Common sense tells you that the longer the duration of exercise, the larger the energy expenditure – the more calories you burned. The intensity of the exercise – either as a percentage of maximum endurance capacity (VO2 Max) or maximum heart rate (220-age) – determines the type and percent of energy expended – carbohydrate (muscle and liver glycogen) and adipose fat (fatty acids and glycerol).
When exercise is stopped, a process called enhanced or excess post-exercise oxygen consumption is activated – once again determined by the exercise duration and intensity. As more fat acids (FA) are expended post-exercise, as reflected in a lower respiratory exchange rate (RER), the FA expensed can go on for hours in untrained and endurance-trained people.

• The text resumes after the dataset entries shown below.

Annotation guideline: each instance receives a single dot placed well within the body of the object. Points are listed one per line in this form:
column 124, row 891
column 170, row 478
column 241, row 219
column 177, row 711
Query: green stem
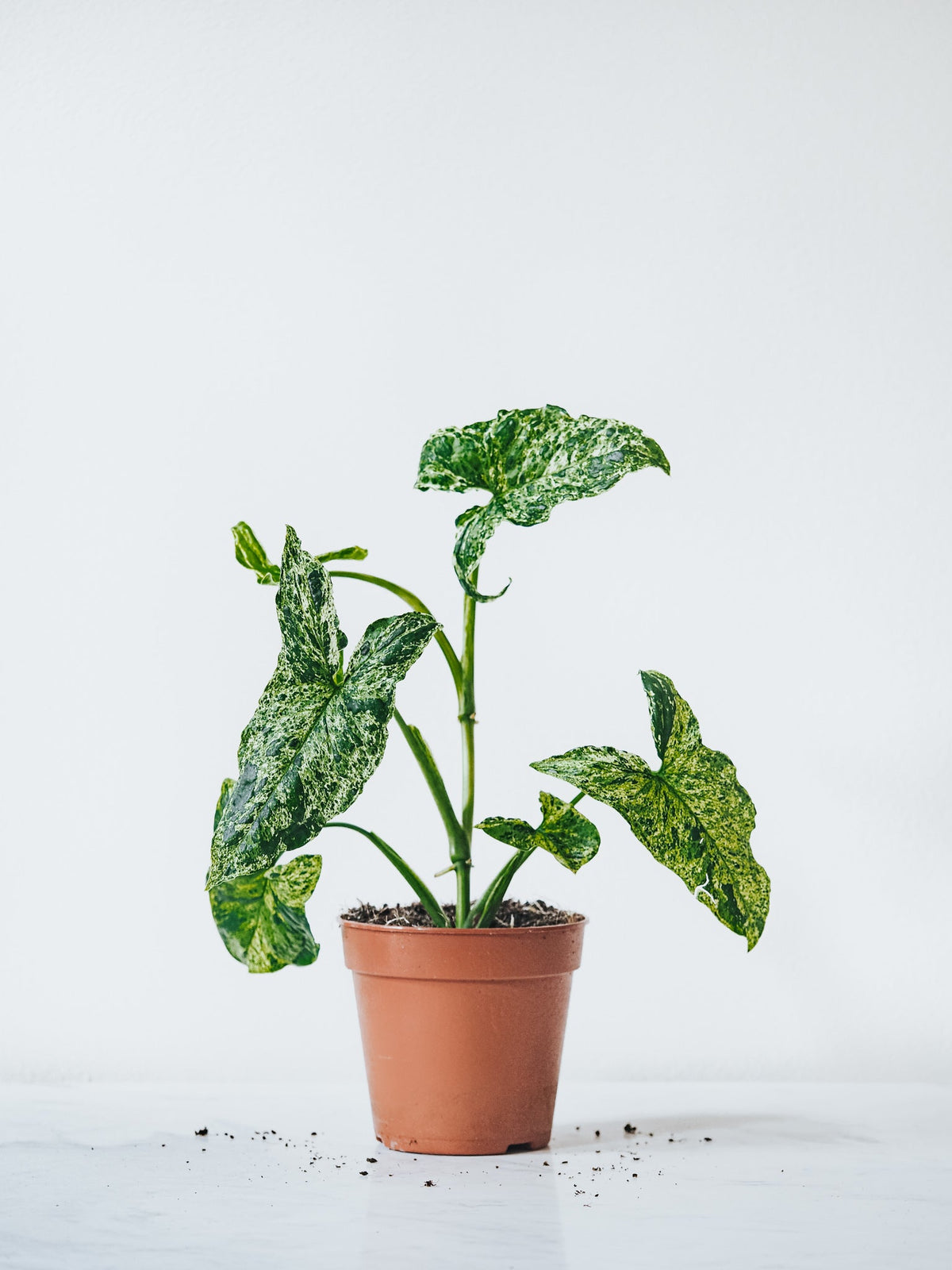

According to The Importance of Fatty Acids as Nutrients During Post-Exercise Recovery, which appeared in the March online issue of the journal Nutrients, “the peak in circulating FA concentration in the immediate recovery (first hour post-exercise) period following submaximal exercise has been suggested to be due to a delayed spill-over effect from the increased adipose tissue lipolysis (fatty acid breakdown) induced during exercise.”
As time progresses in the early recovery period, “the whole-body lipolytic rate, determined from the plasma glycerol rate of appearance, increases by up to 400% above resting values during exercise of 1 to 4 h at 40%–65% of VO2peak” – which roughly translates to 55 to 75% of max heart rate.
It’s known that circulating insulin levels can inhibit adipose tissue lipolysis (fatty acid breakdown). It’s also recognized that, “plasma insulin concentrations are decreased during exercise and remain lower in early recovery compared with pre-exercise or resting conditions until glucose or meal ingestion. Thus, a lower plasma insulin concentration can also contribute to an increased adipose tissue lipolytic rate in early recovery,” note the study authors from Denmark.
The Danish researchers comment that, “coinciding with the low RER values in early recovery, oxidation of plasma-derived FAs is increased in the first 3 hours and represents the major part of the FAs oxidized during the early recovery period.”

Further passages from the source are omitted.